In her spare time, Emma delves into the mystery of what happened to the original campers. In the process, she discovers that Camp Nightingale was built on the site of a former women's insane asylum known as Peaceful Valley. Emma theorizes that the girls, who were also researching the camp's history, may have discovered something which led to their disappearance. She suspects that the family may be hiding a secret.

One night, Miranda, Sasha, and Krystal disappear in circumstances similar to the original girls. Suspicion focuses on Emma, who was caught on camera leaving the cabin five minutes after them. Emma is questioned by Police Detective Nathan Flynn, who makes it clear she is his prime suspect. Emma confronts the family, who insist there is nothing untoward in the history of either the asylum or the camp.

Emma sneaks out during the night and finds Miranda, Sasha, and Krystal trapped in a remote area of the woods.
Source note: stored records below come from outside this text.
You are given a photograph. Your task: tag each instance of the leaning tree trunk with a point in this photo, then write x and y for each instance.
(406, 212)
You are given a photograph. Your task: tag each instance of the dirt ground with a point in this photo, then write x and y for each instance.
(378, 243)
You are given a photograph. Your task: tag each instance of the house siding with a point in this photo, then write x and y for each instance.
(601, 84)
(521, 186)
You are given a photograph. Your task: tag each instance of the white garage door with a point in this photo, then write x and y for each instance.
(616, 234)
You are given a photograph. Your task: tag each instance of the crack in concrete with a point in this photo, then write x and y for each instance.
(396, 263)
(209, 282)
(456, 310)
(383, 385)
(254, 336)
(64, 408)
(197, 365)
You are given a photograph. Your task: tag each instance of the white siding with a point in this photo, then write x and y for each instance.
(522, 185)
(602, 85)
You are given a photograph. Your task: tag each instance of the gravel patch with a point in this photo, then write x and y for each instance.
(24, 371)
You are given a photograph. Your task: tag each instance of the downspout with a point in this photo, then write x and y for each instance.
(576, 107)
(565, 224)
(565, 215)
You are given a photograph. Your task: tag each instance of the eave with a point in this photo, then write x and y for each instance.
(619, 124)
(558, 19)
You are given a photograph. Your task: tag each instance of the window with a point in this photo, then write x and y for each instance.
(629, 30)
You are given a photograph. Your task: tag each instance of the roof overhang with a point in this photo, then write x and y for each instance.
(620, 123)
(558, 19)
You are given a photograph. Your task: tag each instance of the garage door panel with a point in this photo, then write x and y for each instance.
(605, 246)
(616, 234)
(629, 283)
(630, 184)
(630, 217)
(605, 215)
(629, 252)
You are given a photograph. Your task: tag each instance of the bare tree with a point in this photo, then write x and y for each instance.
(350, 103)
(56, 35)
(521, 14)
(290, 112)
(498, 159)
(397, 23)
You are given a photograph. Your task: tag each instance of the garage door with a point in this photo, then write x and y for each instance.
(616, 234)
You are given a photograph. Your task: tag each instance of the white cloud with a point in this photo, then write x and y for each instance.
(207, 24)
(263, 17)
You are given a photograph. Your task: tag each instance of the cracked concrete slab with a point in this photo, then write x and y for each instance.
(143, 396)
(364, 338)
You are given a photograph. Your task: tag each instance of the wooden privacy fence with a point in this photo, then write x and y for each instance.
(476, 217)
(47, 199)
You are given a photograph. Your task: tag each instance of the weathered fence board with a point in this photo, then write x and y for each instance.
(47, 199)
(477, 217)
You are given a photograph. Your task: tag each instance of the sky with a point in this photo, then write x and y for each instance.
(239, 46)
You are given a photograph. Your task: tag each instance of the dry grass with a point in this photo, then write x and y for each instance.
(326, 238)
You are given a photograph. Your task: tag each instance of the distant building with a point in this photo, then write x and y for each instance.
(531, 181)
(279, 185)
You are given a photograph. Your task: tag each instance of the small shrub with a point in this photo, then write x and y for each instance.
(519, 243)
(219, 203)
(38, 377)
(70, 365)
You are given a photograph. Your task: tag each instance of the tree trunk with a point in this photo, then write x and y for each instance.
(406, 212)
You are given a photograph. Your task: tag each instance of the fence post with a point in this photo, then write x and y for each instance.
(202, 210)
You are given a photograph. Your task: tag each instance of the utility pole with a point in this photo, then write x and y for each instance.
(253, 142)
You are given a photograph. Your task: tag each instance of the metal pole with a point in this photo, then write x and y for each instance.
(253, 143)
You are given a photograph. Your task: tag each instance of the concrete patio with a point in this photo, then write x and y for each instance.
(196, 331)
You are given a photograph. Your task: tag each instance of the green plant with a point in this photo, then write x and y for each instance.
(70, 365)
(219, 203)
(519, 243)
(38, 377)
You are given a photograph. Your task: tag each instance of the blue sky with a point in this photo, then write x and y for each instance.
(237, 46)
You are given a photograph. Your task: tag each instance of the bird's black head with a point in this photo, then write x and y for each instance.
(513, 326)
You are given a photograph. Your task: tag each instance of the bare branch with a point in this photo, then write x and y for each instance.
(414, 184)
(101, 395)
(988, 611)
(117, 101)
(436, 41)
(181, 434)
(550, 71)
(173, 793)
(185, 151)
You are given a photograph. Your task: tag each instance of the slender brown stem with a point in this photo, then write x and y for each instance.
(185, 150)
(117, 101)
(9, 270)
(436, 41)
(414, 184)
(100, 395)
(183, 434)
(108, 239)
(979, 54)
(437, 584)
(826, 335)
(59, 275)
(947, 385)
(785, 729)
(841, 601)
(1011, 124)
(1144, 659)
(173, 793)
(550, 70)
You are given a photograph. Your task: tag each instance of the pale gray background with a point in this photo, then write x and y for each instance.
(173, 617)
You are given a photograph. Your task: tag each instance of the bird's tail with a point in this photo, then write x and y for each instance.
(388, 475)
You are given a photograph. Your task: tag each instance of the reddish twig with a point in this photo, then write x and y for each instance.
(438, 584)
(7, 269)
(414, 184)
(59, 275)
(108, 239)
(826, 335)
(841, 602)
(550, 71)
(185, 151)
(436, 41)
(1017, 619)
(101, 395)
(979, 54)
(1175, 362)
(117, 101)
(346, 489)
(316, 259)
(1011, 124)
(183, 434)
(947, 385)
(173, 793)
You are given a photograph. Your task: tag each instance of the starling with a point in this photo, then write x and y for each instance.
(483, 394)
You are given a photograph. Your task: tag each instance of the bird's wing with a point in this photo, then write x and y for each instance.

After rescuing them, she runs back to camp and is found by Chet, who attacks her. Chet reveals that he kidnapped the girls and framed Emma as revenge for her having accused Theo of the disappearance of Vivian, Natalie, and Allison. He takes her to the ruins of the Peaceful Valley Asylum, now underwater, with the intention of leaving her there. They discover the remains of several human bodies before Theo rescues Emma.

The following police investigation recovers the remains of Natalie and Allison, along with proof that they were murdered. Months later, Vivian appears at one of Emma's art shows and reveals that she murdered them. The girls were present when Vivian's sister drowned, but made no move to save her, so she killed them as an act of revenge. Emma paints a portrait of Vivian and sends it to law enforcement and the media so that Vivian may be caught.

==Development==
Author Todd Ritter came up with the idea for The Last Time I Lied after viewing the film Picnic at Hanging Rock and thinking "Yes, this is it: girls vanish into the woods, never to be seen again, and it messes everyone up. That’s my next book.” He had initially intended to not include flashbacks, as he used this as a plot device in the last book, but that "the past just kept coming back in these chapters, and it came to the point where I just needed to do flashbacks, there’s just no way around it."

==Release==
The Last Time I Lied was first published in hardback and ebook format in the United States on July 3, 2018, through Dutton. An audiobook adaptation narrated by Nicol Zanzarella was released simultaneously through Penguin Audio.

The book has been published in the United Kingdom and has been translated into Chinese and German.

==Reception==
Upon release, Booklist called The Last Time I Lied "tense and twisty" and deemed it superior to Ritter's first novel, Final Girls. It reached the New York Times Bestseller List for the week of July 22, 2018. In The New York Times Alafair Burke wrote that "in the end, the author delivers the kind of unpredictable conclusion that all thriller readers crave — utterly shocking yet craftily foreshadowed. For some readers, though, these might be the only pages that linger." The Wall Street Journal also reviewed the book.